Limitations & Future Work

  • Experiments only tested \(N=4 \sim 16\); it is not systematically explored whether particle degeneracy occurs when \(N\) is large (\(\sim 100\)), though the saturation of ImageReward in text-to-image might be a precursor.
  • Weights still contain \(\nabla_x G\), so "derivative-free" strictly refers to "reward derivative-free"—the guidance potential \(G\) must remain differentiable (in CFG, \(G\) is the classifier-free term, which is differentiable, but if \(G\) also becomes a black box, URGE collapses to just \(r\) differences and loses unbiasedness).
  • The discretization step \(\Delta t\) must be small enough to ensure Girsanov discretization stability; the authors do not provide an "adaptive \(\Delta t\)" scheme, which might be a bottleneck for long-horizon video diffusion models.

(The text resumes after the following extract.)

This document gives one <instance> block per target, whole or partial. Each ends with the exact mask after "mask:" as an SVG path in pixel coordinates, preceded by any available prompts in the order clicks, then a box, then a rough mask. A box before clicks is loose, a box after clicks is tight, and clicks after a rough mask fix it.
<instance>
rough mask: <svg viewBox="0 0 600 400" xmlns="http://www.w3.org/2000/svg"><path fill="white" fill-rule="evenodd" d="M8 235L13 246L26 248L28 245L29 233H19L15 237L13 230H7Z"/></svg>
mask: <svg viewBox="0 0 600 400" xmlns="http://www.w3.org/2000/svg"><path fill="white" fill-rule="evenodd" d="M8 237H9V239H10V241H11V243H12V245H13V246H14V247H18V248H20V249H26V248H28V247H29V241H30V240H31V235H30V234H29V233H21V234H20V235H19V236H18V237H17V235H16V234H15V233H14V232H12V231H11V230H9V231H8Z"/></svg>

  • The equivalence theorem only holds as \(N\to\infty\) and in the continuous-time limit. The variance gap between URGE and AFDPS for finite \(N\) is theoretically guaranteed but lacks a closed-form bound in the paper.
  • Future work: Coupling higher-order SDE discretizations (Heun / DPM-Solver-2) with URGE path weights; studying URGE variants for non-smooth rewards (like GenEval discrete surrogate metrics); extending URGE to jump diffusion for categorical / discrete diffusion support.

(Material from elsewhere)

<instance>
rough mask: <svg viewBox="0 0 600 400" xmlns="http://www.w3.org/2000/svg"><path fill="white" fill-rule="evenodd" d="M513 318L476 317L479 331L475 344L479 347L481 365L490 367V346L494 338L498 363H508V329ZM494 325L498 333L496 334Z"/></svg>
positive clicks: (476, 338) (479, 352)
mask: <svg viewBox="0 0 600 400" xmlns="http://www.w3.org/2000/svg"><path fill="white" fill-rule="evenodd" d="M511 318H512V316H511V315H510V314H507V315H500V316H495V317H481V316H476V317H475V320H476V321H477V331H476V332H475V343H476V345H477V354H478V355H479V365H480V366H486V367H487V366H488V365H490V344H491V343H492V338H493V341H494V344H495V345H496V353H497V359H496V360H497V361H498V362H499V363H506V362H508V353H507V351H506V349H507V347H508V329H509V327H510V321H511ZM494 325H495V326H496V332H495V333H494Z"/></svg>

  • vs FK-Corrector (Skreta et al., 2025) / AFDPS (Chen et al., 2025): These correct the generator in particle space using \(\mathcal{L}^G + w_\text{AFDPS}\), where weights contain \(\Delta_x r\), \(\|\nabla_x r\|^2\), and \(\nabla_x \log p_t\). URGE uses Girsanov weights in path space where second-order terms disappear; they are theoretically equivalent (Theorem 3.3) but URGE is simpler and supports black-box rewards.
  • vs FK-Steering (Singhal et al., 2025): FK-Steering uses \(r(X_{t+\Delta t})-r(X_t)\) as weight, discarding the Girsanov path correction term and thus losing unbiasedness. URGE includes the path information term, ensuring unbiasedness and significantly leading in experiments.

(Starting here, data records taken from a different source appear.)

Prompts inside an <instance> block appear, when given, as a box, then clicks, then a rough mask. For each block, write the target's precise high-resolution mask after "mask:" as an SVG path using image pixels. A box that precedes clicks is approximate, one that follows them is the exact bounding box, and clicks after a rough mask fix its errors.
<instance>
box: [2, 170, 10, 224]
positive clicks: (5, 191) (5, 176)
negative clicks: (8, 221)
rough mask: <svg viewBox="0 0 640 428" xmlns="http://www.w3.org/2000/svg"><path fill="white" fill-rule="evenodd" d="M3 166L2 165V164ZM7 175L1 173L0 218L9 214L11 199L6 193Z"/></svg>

  • vs Doob \(h\)-transform methods (DEFT / various adjoint matching): \(h\)-transform requires training a network to estimate \(h\) or solving the backward Kolmogorov equation. URGE is training-free and only adds an \(N\)-fold forward pass overhead at inference.
  • vs VCG (Ren et al., 2025a): VCG learns a control drift via weighted least squares to reduce variance. URGE learns nothing yet achieves 26% lower covariance error than AFDPS+VCG on GMM, showing path space is inherently more stable.
  • Intellectual lineage: This work continues the recent thread of "using SMC + diffusion for unbiased inference-time guidance" (Wu et al. 2023; Singhal et al. 2025; Skreta et al. 2025; Chen et al. 2025), pushing it to the concise extreme of "derivative-free + path space." Further back, it stems from classic SMC (Del Moral 2004) and Girsanov importance sampling in financial mathematics.

Rating

  • Novelty: ⭐⭐⭐⭐ The combination of path-space SMC + Girsanov weights is new for diffusion inference scaling, though Girsanov importance sampling itself is a classic tool in finance/molecular simulation; this is an effective migration rather than a brand-new invention.
  • Experimental Thoroughness: ⭐⭐⭐⭐ Covers toy GMM + 4 inverse problems + text-to-image. However, the range of \(N\) is small, there is no validation on long-horizon video diffusion, and a detailed runtime comparison table is missing.
  • Writing Quality: ⭐⭐⭐⭐ Clearly organizes the trio of Girsanov, Feynman-Kac, and Kolmogorov backward; Table 1 clarifies weight differences at a glance; the term "approximation-free" appears somewhat redundantly.
  • Value: ⭐⭐⭐⭐⭐ Derivative-free and black-box reward friendliness means ImageReward / HPS / human preference scorers can be directly plugged in. It is transferable to any scenario using neural rewards for guidance (text-to-image, video, 3D); the combination of theoretical and engineering clarity provides high reuse value.